To run the notebooks in a sequential and automated fashion, we use the Elyra notebook pipelines editor and kubeflow pipelines to ensure the workflow is automated.
You can access the saved Elyra Pipeline for Data Preprocessing (extraction + curation) here, and the one for end-to-end Inference (extraction + infer relevance + infer kpi + create tables) here
In order to set up an Elyra pipeline and run it on kubeflow pipelines, you can follow the instructions below:
-
To run the pipeline, you will need the Elyra notebook pipeline editor. Make sure you are either on the
Custom Elyra Notebook Image
or theAICoE OS-Climate Demo
image on the OS-Climate JupyterHub -
To get a Kubeflow pipeline running, you need to create a runtime image and a kubeflow pipelines runtime configuration.
To create a runtime image using Elyra, follow the steps given here.

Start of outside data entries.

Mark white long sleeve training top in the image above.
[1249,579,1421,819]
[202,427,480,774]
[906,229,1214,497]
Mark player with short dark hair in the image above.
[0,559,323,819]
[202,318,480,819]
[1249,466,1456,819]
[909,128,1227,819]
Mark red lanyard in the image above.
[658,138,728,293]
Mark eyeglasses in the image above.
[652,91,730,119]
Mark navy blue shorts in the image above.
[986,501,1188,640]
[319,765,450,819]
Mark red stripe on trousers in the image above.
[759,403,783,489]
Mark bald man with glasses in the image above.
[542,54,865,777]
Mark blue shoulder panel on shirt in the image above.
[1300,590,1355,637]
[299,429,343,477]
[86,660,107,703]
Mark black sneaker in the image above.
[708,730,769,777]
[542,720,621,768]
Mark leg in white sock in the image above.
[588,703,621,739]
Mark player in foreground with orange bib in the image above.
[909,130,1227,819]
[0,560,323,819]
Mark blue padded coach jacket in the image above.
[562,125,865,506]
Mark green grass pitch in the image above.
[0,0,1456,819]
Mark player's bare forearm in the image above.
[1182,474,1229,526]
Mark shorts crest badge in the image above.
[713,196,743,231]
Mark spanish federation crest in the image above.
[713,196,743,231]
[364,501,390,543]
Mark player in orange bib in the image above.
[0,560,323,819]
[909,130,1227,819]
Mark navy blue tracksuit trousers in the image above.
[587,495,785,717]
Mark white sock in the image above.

Fill all required fields to create a runtime image for the project repo:
- Name:
aicoe-osc-demo
- Image Name:
quay.io/os-climate/aicoe-osc-demo:v0.17.0
To create a kubeflow pipeline runtime configuration image using Elyra, follow the steps given here.
Insert all inputs for the Runtime"
- Name:
aicoe-osc-demo-cl2
- Kubeflow Pipeline API Endpoint:
http://ml-pipeline-ui.kubeflow.svc.cluster.local:80/pipeline
- Kubeflow Pipeline Engine:
Tekton
- Authentication Type:
NO_AUTHENTICATION
- Cloud Object Storage Endpoint:
S3_ENDPOINT
- Cloud Object Storage Username:
AWS_ACCESS_KEY_ID
- Cloud Object Storage Password:
AWS_SECRET_ACCESS_KEY
- Cloud Object Storage Bucket Name:
S3_BUCKET
- Cloud Object Storage Credentials Secret:
S3_SECRET
Now you can create Elyra pipelines by clicking on the "+" button in your JupyterHub environment, selecting "Kubeflow Pipeline Editor" under Elyra, and then clicking and dragging notebooks to the editor window. Then, you can connect the notebooks to create your workflow. This is what the inference pipeline in this demo looks like, after this step:
To trigger this pipeline, you need to make sure that the node properties for each notebook have been updated.
You need to set the cloud object storage details like S3_ENDPOINT
, S3_BUCKET
as well as the Trino database access credentials like TRINO_USER
, TRINO_PASSWD
, TRINO_HOST
, TRINO_PORT
as environment variables. Please note, if you are using the Cloud Object Storage Credentials Secret field in the Kubeflow Pipelines Runtime configuration, AWS_ACCESS_KEY_ID
and AWS_SECRET_ACCESS_KEY
can be omitted from the notebook properties as kubeflow is automatically able to read the encrypted credentials from the secret defined in OpenShift. If not, then you will have to add AWS_ACCESS_KEY_ID
, and AWS_SECRET_ACCESS_KEY
as environment variables here.
Once your pipeline is set up, you can run the pipeline by hitting the run button on the top left of the pipeline. You can give it a name and select the previously created Kubeflow Pipelines Runtime Configuration from the dropdown.
- The Superset dashboard is the final step of demo 2. The automated Elyra inference pipeline answers KPI questions from raw pdfs and stores the results in the Trino table. The dashboard queries the table according to user selected filters and shows the answers. To interact with the results, find the dashboard here.